The advantages of multi-pilot operations on single pilot certified aircraft, according to Schoenauer, include enhanced resilience as a team dividing tasks, double-checking decisions, and higher standard operating procedural compliance with two pilots as opposed to one. “An additional advantage includes direct impact on safety with another person who has complimentary aircraft and aviation experience to share, thereby impacting better decision making and effective use of resources like cabin crew, ATC, ground services, etc.”, he says. “The disadvantages primarily revolve around economic and logistical considerations of a crew environment”.
According to Robert Baltus, chief operations officer at the European Business Aviation Association (EBAA), the multi-crew is a simple, more expensive but very efficient safety measure that allows a well-trained crew to operate a flight generally to a higher safety level. “The main reason for this is the relatively lower workload in high-workload situations, the ability to scan better for potential issues, and the better ability to act in difficult situations”, he says. “The single crew is safe as well as long as the aircraft and its systems are certified for this. It needs to be proven to the authorities that the workloads in high workload situations are still manageable for a single pilot”.
Schoenauer affirms that, just like in the case of a flight instructor teaching a student pilot, any single pilot aircraft can be operated as a crew. “The precautions for professional pilots operating as crew are mitigated by formal crew resource management (CRM) training and threat and error management (TEM) training. These courses help pilots with communication, checklist discipline, decision making models, threat-forward briefings, and anticipation of potential errors to mitigate an undesirable aircraft state”, he says. “With disparity of experience in the cockpit becoming more common as retirements are at peak and new pilots are entering the profession, formal CRM and TEM training are key in converging the ability for the crew to effectively communicate”.
Training and simulator scenarios
As to the specific training scenarios, according to Baltus, these are generally based on the standard operating procedures of the operator, peculiarities of the aircraft and issues that have been encountered in real operations.“The authorities tend to have a list of items that they wish to see trained but this list is generally a top-level document that the operator and/or its training organisation will make more specific”, he says. “For any safe operation, it is crucial for the crews to be properly qualified and trained. There is safety in numbers and two well trained crew members are an extra insurance in cases like pilot incapacitation, high workload, or an emergency”, he says. “Single pilot is a safe option if the aircraft has all the right equipment and a properly qualified and trained pilot”.

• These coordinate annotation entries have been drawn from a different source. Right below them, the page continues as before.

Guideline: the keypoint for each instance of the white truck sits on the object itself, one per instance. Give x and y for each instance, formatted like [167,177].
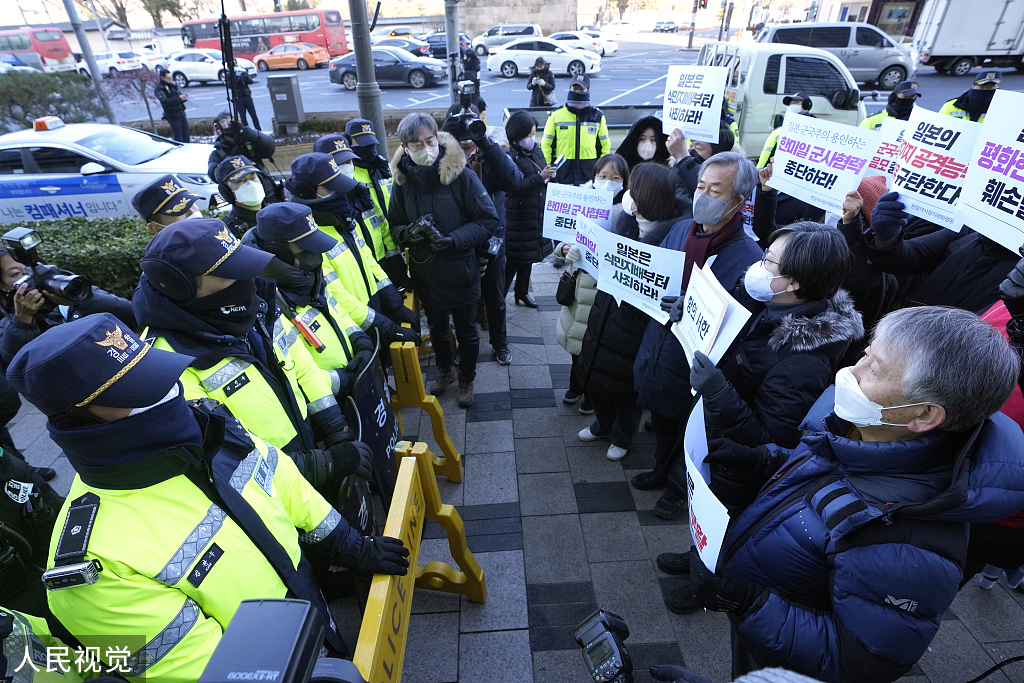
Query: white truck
[952,38]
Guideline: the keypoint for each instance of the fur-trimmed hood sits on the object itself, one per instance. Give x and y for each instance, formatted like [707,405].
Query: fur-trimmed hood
[451,160]
[840,322]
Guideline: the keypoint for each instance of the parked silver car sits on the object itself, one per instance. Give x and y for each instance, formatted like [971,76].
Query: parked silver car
[867,52]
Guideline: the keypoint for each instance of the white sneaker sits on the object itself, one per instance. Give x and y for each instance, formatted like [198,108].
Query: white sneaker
[587,435]
[615,453]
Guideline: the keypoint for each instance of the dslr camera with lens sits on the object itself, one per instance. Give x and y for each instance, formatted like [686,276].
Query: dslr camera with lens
[23,242]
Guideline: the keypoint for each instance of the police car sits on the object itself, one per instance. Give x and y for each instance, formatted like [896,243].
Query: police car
[91,170]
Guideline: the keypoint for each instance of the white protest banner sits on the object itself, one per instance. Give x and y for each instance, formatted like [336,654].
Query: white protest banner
[818,162]
[709,518]
[931,165]
[639,273]
[563,203]
[693,101]
[884,160]
[705,296]
[992,201]
[588,236]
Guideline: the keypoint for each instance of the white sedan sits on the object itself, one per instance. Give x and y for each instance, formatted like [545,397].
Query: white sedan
[91,170]
[518,56]
[577,40]
[203,66]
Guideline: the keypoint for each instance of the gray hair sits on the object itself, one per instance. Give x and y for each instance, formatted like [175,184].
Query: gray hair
[747,173]
[412,125]
[950,357]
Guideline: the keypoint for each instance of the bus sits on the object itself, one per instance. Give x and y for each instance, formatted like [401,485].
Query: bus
[35,47]
[252,35]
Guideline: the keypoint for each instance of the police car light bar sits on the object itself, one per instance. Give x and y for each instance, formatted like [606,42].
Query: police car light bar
[48,123]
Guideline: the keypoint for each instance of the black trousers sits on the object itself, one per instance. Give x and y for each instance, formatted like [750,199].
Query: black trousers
[464,318]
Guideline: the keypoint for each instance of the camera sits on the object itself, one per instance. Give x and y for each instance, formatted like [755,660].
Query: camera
[23,242]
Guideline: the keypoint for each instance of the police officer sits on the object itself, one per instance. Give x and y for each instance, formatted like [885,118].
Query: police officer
[901,101]
[164,202]
[177,513]
[577,131]
[974,103]
[289,231]
[799,102]
[352,273]
[200,296]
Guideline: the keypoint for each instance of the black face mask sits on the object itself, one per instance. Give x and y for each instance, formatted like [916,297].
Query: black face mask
[231,310]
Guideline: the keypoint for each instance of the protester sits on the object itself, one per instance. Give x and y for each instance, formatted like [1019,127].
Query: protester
[524,207]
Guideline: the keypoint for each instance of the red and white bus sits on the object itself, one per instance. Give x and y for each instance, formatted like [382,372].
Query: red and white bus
[16,46]
[255,34]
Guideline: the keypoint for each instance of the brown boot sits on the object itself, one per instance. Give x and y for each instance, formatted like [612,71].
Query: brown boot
[442,381]
[465,395]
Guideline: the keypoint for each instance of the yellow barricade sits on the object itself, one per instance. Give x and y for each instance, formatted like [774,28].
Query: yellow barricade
[381,646]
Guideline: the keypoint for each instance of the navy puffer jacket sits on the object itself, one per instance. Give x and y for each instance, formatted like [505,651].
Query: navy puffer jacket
[860,546]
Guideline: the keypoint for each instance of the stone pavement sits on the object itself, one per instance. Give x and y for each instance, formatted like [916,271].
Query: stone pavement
[559,531]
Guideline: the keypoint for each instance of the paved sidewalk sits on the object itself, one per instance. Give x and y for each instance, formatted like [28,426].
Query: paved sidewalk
[559,531]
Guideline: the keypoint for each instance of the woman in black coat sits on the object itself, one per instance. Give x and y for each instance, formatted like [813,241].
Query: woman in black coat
[524,207]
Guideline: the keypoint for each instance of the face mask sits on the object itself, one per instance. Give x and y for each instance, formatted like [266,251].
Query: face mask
[708,210]
[855,408]
[613,185]
[757,282]
[250,194]
[424,157]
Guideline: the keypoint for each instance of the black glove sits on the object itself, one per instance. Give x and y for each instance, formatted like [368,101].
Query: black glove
[889,217]
[673,673]
[1012,290]
[676,311]
[380,554]
[756,460]
[706,379]
[442,244]
[725,592]
[351,458]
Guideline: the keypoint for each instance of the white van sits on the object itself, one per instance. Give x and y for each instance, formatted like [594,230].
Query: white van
[761,75]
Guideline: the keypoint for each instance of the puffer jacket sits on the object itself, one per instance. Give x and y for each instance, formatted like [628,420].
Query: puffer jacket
[779,366]
[858,548]
[462,210]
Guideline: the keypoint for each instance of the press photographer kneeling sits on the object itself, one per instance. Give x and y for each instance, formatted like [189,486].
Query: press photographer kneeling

Scenario-based training is the most practical and realistic training scenario to train crew resilience as pilots face infinite variability in the situations they will face, observes Schoenauer. “The use of simulation ensures a safe and efficient learning environment to explore the situations that challenge a crew. Training programs which deploy scenario-based training should use mechanical scenario-based training, where a mechanical defect is simulated”, he says.
Environmental scenario-based training should also be used to provide for conditions that occur outside the crew’s control like a sick passenger, line of weather or a requested change of destination which challenges crew coordination and decision making, affirms Schoenauer. “Airlines have been using scenario-based training in programs like advanced qualification programs (AQP) which have considerably enhanced aviation safety”, he says.
Flight simulator training providers have to balance time in simulation devices between compliance with regulatory requirements – which are primarily tasked-based training items – and the more practical scenario-based training time, according to Schoenauer. “Operators and training providers have seen the benefits of scenario-based training and curriculum and training programs are evolving to best manage this balance”, he concludes.